State taxes taking hit amid housing slump
from the Arizona Republic, reports that the downturn in the housing market is putting the brakes on state tax collections, meaning slower growth and perhaps spending cuts in state programs. A panel of economist on Wednesday made it clear that the effects of the housing crunch will be felt for several years to come, rippling through the state economy in the form of lower capital-gains tax collections and less disposable income. "Yes, the economy is slowing, significantly," said Tracy Clark of the W.P. Carey School of Business at ASU. "Are we going into recession?" Not unless the national economy does," he added. Economist Elliott Pollack said "the economy is no longer running on eight cylinders, It's more like three or four cylinders." But the point, he said, is the economy is still growing. He called the current fiscal year a "subprime" one.
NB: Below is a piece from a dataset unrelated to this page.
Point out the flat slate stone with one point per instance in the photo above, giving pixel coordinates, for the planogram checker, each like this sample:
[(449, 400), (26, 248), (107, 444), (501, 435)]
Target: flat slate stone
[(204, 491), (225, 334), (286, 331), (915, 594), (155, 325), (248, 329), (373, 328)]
Where the hottest job markets are
from the Phoenix Business Journal, reports that the country lost 2.2 million private sector jobs between June 2001 and June 2002, primarily due to the dot.com bust and the 911 terrorist attacks. But more than 6 million jobs have been created since June 2004. That's 6.4 percent above the trough in June 2002. Nowhere has the recovery been stronger than Phoenix, which is currently the nation's hottest employment market, according to a new Bizjournals study. "Phoenix has seen a real boom, and it has been broad based," said Austin Litvak with Moody's Economy.com. "The economy there really took off in 2004 and 2005, largely due to the housing market and the large number of people moving into the area." Phoenix expanded its employment base by 23.4 percent since 2002, almost quadrupling the national rate. It's five year influx of 325,100 private-sector jobs topped the nation, with Washington's gain of 245,400 a distant second. That torrid pace has slowed a bit lately, with 52,900 jobs added in a one-year period during 2006-2007, but that was still fourth best in the nation. "That being said, the growth is still above the national average, still impressive," said Litvak. "The housing market is going through a correction now, but when it stabilizes, we believe Phoenix will begin accelerating again," he added.
California’s renters, owners share similar cost burdens:
New Census data shows the Californian renters and homeowners with mortgages now had about the same relative housing cost burdens, another signal of the impact that soaring home prices had on family wallets …
In 2006, the typical California home with a mortgage spent 51.8% of their household income on monthly owners costs. That’s tops in the nation! Meanwhile, California renters (a typically poor group) were spending 51.9% of their income on rent and utilities (U.S.’s #2 behind Florida.)
Look back to ‘03, when a California mortgage user spent only 41.5% of income on monthly costs. Again, tops in the nation! Meanwhile, California renters were spending 48.3% of their income on rent and utilities (U.S.’s #3 behind Oregon, Florida.)